China, an ally of Sudan which also has a permanent seat on the UN Security Council, has said the removal of al-Bashir will create civil unrest and would be detrimental to Sudan.
“To the relevant moves of the ICC … we express our concern. We hope the relevant moves are conducive to the stability of Sudan,” Liu Jianchao, a foreign ministry spokesman, said.
The two countries have a significant trade relationship, with Sudan one of China’s main exporters of oil. China, which is said to be a major arms provider to Sudan, is also keen to avoid controversial issues in the build up to the Olympics.
|Gordon Brown supported the ICC indictment [AFP]|
Europe, though, has generally backed the ICC.
Gordon Brown, Britain’s prime minister, expressed Britain’s support of the ICC and urged Sudan to comply with the decisions of the ICC.
Bernard Kouchner, the French foreign minister, has said that the Sudanese President must obey the ICC’s decision.
“It is a decision of the International Criminal Court and President Bashir must respect it,” Kouchner said.
Meanwhile, the US, even though it has supported investigations in Darfur, is hesitant to allow the ICC’s jurisprudence to preside over any heads of state.
Though the US has agreed war criminals must be exposed and brought to trial, it is itself not a part of the ICC.
The US has increased security in its embassy in Sudan in anticipation of possible civil unrest.
|The Arab League will discuss a response to the ICC indictment on Saturday [EPA]|
Arab Foreign Ministers are to hold an emergency meeting on Saturday to discuss the genocide allegations and the ICC charges.
Amr Moussa, Arab League secretary-general, has expressed concerns on behalf of the Arab League, stating that the ICC charges may not have been “well considered”.
But Arab media has largely been silent on the issue.
According to Lawrence Pintak, a journalist and Arab media expert, the reason is that Arabs usually see themselves as the victims and not aggressors, and in this case “Arabs here are good guys and bad guys”.
Though Arab media has successfully portrayed the worlds’ opinions on the matter, official comments coming from Arab leaders or diplomats are lacking.
One of the few commentaries came from Egyptian newspaper “Al-Gomhuria”. The newspaper claimed that the ICC charges are a result of American intervention in the region, in an attempt to strengthen its control over the area.
The newspaper has also cited Egyptian President Hosni Mubarak as saying that the ICC charges on al-Bashir are threatening the peace process in Darfur.
Ban-Ki Moon, the UN secretary general, has distanced the UN from the ICC, noting that the court is not a part of the United Nations.

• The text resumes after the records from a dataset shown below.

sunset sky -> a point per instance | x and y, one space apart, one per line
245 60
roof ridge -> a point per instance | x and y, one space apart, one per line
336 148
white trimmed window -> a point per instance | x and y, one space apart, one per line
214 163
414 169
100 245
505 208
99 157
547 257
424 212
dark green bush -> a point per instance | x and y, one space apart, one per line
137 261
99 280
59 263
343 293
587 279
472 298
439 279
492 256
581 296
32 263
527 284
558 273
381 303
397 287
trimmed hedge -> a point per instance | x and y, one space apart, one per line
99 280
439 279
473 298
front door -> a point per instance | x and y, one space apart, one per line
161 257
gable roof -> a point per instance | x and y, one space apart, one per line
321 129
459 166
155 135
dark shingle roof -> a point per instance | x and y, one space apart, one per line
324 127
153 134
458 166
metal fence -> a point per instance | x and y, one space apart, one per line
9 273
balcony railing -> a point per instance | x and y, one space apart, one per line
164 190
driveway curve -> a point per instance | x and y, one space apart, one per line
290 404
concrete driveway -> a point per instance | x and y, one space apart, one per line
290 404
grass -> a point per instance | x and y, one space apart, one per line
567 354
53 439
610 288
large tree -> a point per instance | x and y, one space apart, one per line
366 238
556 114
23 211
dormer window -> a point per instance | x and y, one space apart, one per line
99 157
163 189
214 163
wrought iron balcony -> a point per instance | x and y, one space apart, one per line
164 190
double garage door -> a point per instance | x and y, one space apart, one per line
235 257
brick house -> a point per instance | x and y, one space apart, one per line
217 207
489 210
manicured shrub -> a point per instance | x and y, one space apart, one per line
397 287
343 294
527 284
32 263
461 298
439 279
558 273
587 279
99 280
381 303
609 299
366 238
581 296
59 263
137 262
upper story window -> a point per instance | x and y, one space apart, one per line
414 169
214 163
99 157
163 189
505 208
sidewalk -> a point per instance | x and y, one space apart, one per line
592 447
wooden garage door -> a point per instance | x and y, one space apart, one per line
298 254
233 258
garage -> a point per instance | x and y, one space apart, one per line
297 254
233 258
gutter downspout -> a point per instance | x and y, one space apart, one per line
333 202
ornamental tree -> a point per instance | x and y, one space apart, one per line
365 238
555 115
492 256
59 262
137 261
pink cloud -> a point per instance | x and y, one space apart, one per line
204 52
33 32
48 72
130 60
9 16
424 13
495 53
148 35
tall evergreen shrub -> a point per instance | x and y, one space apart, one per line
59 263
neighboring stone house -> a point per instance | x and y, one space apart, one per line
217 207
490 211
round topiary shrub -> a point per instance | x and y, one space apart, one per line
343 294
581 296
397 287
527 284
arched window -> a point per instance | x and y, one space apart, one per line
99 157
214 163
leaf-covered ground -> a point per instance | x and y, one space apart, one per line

He has also expressed concerns of the potential ramifications if the Sudanese president were to be arrested, saying it could complicate the peacekeeping process in Darfur.
The UN has begun relocating some of its peacekeepers within Sudan to ensure their safety.
|Demonstrations in Khartoum have criticised the ICC prosecutor [AFP]|
Human Rights Groups have generally been in favor of charging the Sudanese president.
Human Rights Watch (HRW), which has blamed the deaths of hundreds of thousands of people on al-Bashir and other senior Sudanese officials, has said his arrest will be a step towards ending conflict in Darfur.
“Charging President al-Bashir for the hideous crimes in Darfur shows that no one is above the law,” Richard Dicker, director of Human Rights Watch’s international justice programmes, said.
“The warrant request against President al-Bashir is one step towards ending the environment of total impunity that continues in Sudan today.”
Amnesty International has also supported the ICC’s decision to charge al-Bashir, calling the move “an important step towards ensuring accountability for human rights violations in Sudan”.